Ramesh Krishnamurthy wrote:
>
> Please see http://torvald.aksis.uib.no/corpora/1999-4/0146.html
>
> If I have understood correctly, the MI score tells you about the
> 'strength of association'
> (but if the corpus frequency figures for either item are very low,
> then you may not have much
> confidence in the association; eg extreme case: X and Y occur only
> once each in the corpus,
> but in that one occurrence, they are adjacent to each other); t-score
> takes into account the
> corpus frequency of the items, so gives you a'confidence rating' in
> the association...
>
> I suspect that the corpus frequencies for ['play' and 'role] and
> ['fight' and 'battle'] would also have to be
> similar for you to make the claim that they have a similar overall
> collocational relationship...
>
> Hope this helps
> Ramesh
>
>
> At 16:14 14/12/2005, Helene Stengers wrote:
>
>> Dear list,
>>
>> Imagine you have called up collocation listings for the node word
>> lemmas "play" and "fight". In both lists, the association with for
>> example the collocates "role" and "battle" has the exactly the same
>> MI / t score. Can I assume that both collocations, i.e. "play a role"

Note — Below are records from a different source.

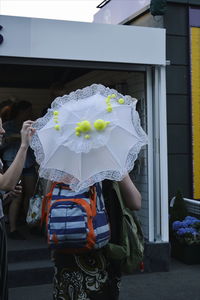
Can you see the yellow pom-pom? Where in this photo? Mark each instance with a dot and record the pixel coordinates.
(121, 101)
(87, 136)
(100, 124)
(78, 129)
(57, 127)
(85, 126)
(109, 108)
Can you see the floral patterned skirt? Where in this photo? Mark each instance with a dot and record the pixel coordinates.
(3, 262)
(85, 277)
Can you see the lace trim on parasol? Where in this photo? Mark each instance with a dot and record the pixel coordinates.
(76, 185)
(78, 95)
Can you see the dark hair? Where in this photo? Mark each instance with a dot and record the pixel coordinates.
(5, 113)
(17, 107)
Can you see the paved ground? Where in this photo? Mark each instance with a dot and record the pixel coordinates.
(182, 282)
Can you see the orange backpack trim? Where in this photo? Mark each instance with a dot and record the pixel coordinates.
(89, 208)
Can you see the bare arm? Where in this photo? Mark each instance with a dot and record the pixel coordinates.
(130, 193)
(9, 179)
(48, 187)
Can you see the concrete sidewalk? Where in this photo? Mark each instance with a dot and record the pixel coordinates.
(180, 283)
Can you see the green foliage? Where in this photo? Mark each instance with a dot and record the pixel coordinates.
(179, 210)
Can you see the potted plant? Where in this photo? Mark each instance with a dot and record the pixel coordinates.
(184, 232)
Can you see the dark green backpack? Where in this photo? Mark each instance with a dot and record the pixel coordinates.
(158, 7)
(126, 246)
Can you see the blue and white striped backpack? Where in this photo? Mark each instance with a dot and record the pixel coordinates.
(76, 221)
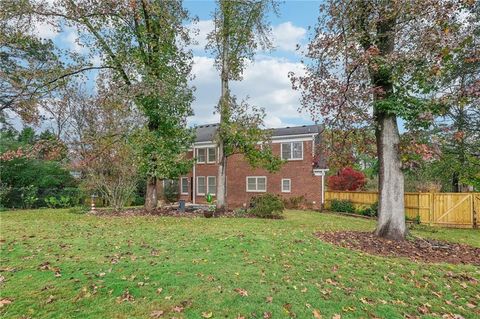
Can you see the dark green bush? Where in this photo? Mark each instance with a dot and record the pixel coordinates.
(79, 210)
(295, 202)
(267, 206)
(343, 206)
(171, 191)
(371, 211)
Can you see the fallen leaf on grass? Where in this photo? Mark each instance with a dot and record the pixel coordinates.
(177, 309)
(423, 309)
(4, 302)
(156, 314)
(126, 296)
(241, 292)
(316, 314)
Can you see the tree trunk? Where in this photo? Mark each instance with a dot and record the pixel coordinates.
(222, 178)
(151, 194)
(224, 118)
(391, 209)
(455, 183)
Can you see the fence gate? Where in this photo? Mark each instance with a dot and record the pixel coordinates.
(454, 209)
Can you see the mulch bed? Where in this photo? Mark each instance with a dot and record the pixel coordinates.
(417, 249)
(167, 211)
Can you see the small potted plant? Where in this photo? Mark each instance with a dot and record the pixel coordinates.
(211, 207)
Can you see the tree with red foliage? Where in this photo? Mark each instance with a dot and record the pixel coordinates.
(347, 179)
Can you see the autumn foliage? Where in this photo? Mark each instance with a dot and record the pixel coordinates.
(347, 179)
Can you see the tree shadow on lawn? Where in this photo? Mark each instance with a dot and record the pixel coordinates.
(414, 248)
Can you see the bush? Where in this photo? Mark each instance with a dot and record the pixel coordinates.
(171, 191)
(347, 179)
(79, 210)
(294, 202)
(267, 206)
(371, 211)
(343, 206)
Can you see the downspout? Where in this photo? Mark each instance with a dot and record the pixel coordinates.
(323, 188)
(194, 186)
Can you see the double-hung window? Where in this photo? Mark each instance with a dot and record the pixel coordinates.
(286, 185)
(212, 185)
(292, 151)
(256, 184)
(206, 155)
(201, 186)
(206, 185)
(201, 155)
(211, 158)
(184, 185)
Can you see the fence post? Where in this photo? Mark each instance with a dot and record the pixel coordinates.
(475, 209)
(432, 208)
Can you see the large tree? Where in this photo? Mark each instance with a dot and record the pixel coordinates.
(241, 29)
(378, 61)
(143, 45)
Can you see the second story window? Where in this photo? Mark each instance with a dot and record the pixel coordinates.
(292, 151)
(201, 155)
(184, 185)
(206, 155)
(211, 155)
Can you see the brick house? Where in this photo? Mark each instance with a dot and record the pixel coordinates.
(301, 175)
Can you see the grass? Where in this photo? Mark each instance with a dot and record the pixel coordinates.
(198, 264)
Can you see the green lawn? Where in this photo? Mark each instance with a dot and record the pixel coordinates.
(198, 264)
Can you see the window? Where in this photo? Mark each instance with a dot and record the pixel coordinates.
(212, 185)
(256, 184)
(184, 185)
(201, 155)
(201, 187)
(292, 151)
(286, 185)
(211, 155)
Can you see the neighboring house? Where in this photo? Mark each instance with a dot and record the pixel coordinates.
(301, 175)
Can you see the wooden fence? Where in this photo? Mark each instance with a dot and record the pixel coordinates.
(443, 209)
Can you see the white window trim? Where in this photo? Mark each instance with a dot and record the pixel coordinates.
(205, 184)
(198, 157)
(207, 152)
(289, 183)
(214, 193)
(291, 151)
(181, 185)
(256, 184)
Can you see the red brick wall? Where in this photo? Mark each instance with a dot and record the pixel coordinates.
(303, 183)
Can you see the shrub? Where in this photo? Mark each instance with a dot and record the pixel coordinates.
(79, 210)
(294, 202)
(347, 179)
(171, 191)
(29, 196)
(371, 211)
(343, 206)
(267, 206)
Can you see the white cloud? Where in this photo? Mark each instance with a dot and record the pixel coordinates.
(199, 31)
(45, 30)
(265, 82)
(71, 40)
(286, 36)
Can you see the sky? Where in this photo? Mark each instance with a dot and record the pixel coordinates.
(265, 80)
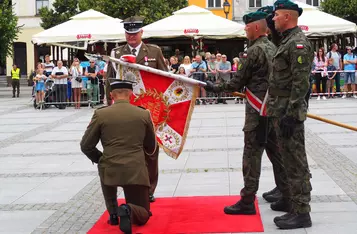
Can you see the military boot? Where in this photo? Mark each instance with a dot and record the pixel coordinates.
(124, 212)
(240, 208)
(294, 220)
(273, 195)
(281, 205)
(113, 220)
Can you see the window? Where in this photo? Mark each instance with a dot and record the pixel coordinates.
(313, 2)
(40, 4)
(255, 3)
(214, 3)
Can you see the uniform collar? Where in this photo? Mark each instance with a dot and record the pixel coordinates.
(258, 39)
(287, 32)
(137, 48)
(121, 101)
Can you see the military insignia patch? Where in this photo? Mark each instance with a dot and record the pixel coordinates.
(299, 46)
(300, 60)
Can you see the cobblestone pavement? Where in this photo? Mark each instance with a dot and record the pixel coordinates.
(48, 186)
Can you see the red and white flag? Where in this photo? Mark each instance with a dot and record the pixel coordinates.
(170, 99)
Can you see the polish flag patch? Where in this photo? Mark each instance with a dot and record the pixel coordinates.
(299, 46)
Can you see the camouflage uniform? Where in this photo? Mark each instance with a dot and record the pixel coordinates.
(253, 73)
(288, 85)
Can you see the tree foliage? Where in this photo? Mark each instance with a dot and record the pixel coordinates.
(61, 12)
(152, 10)
(342, 8)
(8, 30)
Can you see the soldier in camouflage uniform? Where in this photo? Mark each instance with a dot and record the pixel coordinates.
(288, 86)
(274, 194)
(253, 73)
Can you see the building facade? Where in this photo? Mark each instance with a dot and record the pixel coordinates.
(24, 51)
(215, 6)
(241, 7)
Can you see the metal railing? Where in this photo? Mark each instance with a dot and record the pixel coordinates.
(64, 93)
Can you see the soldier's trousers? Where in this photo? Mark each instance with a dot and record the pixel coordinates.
(252, 158)
(152, 163)
(136, 196)
(15, 85)
(296, 166)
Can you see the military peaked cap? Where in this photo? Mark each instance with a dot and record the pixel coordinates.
(133, 24)
(254, 16)
(287, 5)
(267, 9)
(126, 83)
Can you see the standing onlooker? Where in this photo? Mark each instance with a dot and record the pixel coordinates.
(48, 66)
(174, 65)
(320, 63)
(178, 56)
(15, 80)
(331, 76)
(235, 67)
(337, 62)
(60, 74)
(224, 72)
(198, 70)
(40, 86)
(92, 86)
(224, 69)
(76, 71)
(235, 64)
(186, 65)
(349, 60)
(182, 71)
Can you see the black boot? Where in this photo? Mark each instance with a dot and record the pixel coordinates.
(113, 220)
(125, 222)
(293, 221)
(281, 205)
(151, 198)
(273, 195)
(240, 208)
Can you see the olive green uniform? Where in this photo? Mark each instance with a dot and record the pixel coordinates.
(126, 133)
(149, 55)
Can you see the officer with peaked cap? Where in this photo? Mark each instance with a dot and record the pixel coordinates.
(128, 137)
(147, 55)
(287, 107)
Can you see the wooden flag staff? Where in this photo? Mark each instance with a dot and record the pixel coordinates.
(314, 117)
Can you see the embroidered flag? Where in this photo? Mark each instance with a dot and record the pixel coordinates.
(169, 98)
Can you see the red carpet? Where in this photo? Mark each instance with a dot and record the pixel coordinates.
(189, 215)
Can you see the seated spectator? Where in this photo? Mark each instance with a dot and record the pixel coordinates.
(60, 74)
(93, 82)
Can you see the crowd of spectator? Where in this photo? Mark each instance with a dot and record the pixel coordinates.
(69, 83)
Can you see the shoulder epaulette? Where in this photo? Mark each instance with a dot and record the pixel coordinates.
(101, 107)
(152, 45)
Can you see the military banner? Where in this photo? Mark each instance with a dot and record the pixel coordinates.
(170, 99)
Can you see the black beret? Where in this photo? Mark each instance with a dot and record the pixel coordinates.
(254, 16)
(287, 5)
(133, 24)
(267, 9)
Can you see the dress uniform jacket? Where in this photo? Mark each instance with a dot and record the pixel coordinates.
(151, 53)
(126, 133)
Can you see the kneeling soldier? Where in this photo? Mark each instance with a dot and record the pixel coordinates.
(127, 135)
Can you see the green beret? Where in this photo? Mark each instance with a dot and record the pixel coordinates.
(267, 9)
(254, 16)
(287, 5)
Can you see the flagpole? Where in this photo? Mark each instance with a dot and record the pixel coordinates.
(157, 71)
(316, 117)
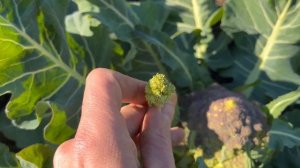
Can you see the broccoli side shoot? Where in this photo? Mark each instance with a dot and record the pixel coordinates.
(158, 90)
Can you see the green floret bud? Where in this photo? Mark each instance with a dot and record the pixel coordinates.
(158, 90)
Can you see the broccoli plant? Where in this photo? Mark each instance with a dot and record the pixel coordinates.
(158, 90)
(227, 125)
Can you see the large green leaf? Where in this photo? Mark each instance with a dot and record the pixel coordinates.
(36, 156)
(278, 105)
(190, 14)
(40, 62)
(150, 50)
(7, 159)
(283, 135)
(266, 35)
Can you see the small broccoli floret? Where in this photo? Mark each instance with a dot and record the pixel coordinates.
(227, 125)
(158, 90)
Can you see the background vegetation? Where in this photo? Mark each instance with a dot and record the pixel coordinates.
(49, 46)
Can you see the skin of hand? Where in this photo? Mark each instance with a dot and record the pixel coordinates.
(111, 136)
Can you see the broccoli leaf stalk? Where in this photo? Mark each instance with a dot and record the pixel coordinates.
(158, 90)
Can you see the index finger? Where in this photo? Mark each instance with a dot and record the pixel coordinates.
(105, 90)
(102, 128)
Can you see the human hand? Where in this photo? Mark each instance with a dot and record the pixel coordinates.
(110, 136)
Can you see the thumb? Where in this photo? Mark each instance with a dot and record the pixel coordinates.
(156, 144)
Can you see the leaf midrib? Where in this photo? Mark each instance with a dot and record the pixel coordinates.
(196, 12)
(160, 44)
(271, 41)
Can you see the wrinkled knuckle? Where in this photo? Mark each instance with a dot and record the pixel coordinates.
(100, 75)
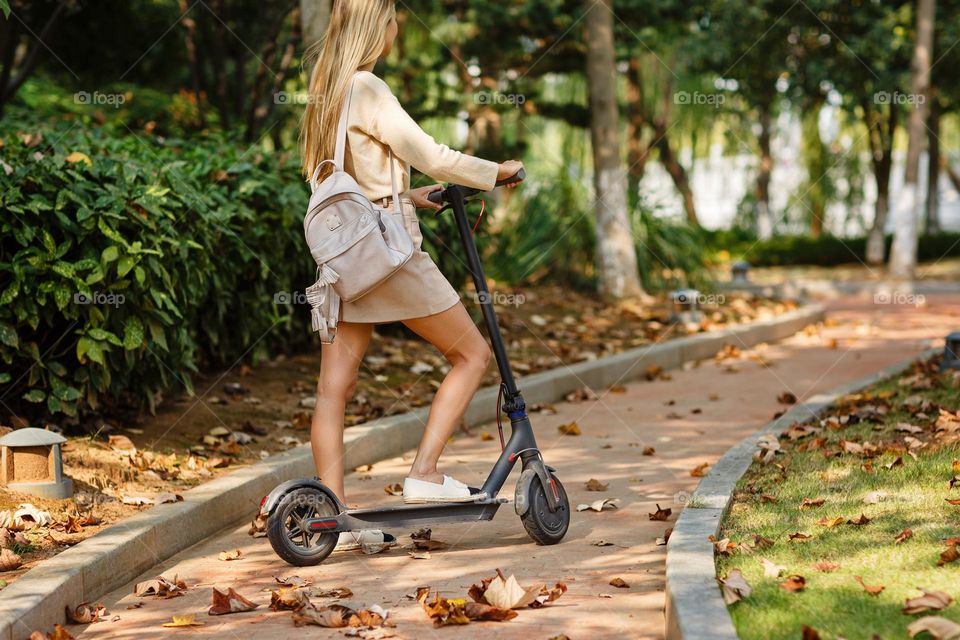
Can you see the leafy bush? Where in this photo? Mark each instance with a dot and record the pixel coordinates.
(126, 262)
(825, 251)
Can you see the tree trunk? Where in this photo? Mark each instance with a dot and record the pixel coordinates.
(638, 153)
(190, 27)
(314, 16)
(616, 253)
(933, 169)
(903, 254)
(764, 222)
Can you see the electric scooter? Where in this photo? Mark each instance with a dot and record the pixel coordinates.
(304, 517)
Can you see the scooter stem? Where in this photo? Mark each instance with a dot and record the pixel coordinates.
(458, 204)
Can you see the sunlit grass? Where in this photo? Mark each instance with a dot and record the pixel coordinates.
(834, 603)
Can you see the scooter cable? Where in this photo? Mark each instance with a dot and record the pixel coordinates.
(500, 417)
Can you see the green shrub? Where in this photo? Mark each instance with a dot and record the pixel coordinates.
(126, 268)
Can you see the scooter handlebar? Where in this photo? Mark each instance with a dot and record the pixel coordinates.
(440, 195)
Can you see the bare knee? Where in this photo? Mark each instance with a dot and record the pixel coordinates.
(337, 387)
(477, 357)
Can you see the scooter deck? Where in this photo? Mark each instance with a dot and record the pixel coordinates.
(407, 515)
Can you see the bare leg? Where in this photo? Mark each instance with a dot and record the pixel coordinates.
(339, 366)
(458, 339)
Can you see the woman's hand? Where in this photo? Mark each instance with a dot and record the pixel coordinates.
(419, 197)
(509, 169)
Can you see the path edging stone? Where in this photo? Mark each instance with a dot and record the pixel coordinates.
(118, 554)
(695, 609)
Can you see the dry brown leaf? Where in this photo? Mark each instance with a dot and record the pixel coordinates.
(700, 470)
(160, 587)
(9, 560)
(571, 429)
(599, 505)
(830, 522)
(288, 599)
(929, 601)
(938, 627)
(872, 590)
(184, 621)
(596, 485)
(735, 587)
(84, 613)
(660, 514)
(794, 583)
(771, 569)
(229, 602)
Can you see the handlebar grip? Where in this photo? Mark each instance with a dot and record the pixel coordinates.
(519, 176)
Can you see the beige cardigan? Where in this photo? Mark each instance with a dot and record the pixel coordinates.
(377, 121)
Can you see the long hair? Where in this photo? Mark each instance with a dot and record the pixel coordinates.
(354, 38)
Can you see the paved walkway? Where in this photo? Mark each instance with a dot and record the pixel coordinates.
(690, 419)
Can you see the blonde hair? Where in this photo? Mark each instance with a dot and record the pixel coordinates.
(355, 37)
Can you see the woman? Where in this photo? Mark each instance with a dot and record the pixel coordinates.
(360, 32)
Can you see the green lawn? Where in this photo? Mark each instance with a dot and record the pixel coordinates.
(833, 603)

>> and "fight a battle" have the same "collocational strength", or is
>> that a wrong assumption?
>>
>> Thanks,
>> Helene
>
>
Dear
MI measure is not independent of the bigram frequency. This may be seen
when X and Y occurs in a prefect co-occurence bigram (X occurs only on
left of Y, and Y occurs only on right of X); in these cases MI gives a
higher scores for bigrams of low frequency.
Try scp(X,Y)= f(X,Y)² / (f(X) * f(Y)). It gives the cohesion between X
and Y and it is independent of the bigram frequency.
Or try cosine(X,Y) = f(X,Y)/ sqrt(f(X) * f(Y)). It is also independent
of the bigram frequency.
Both measures gives values from 0 to 1.
Joaquim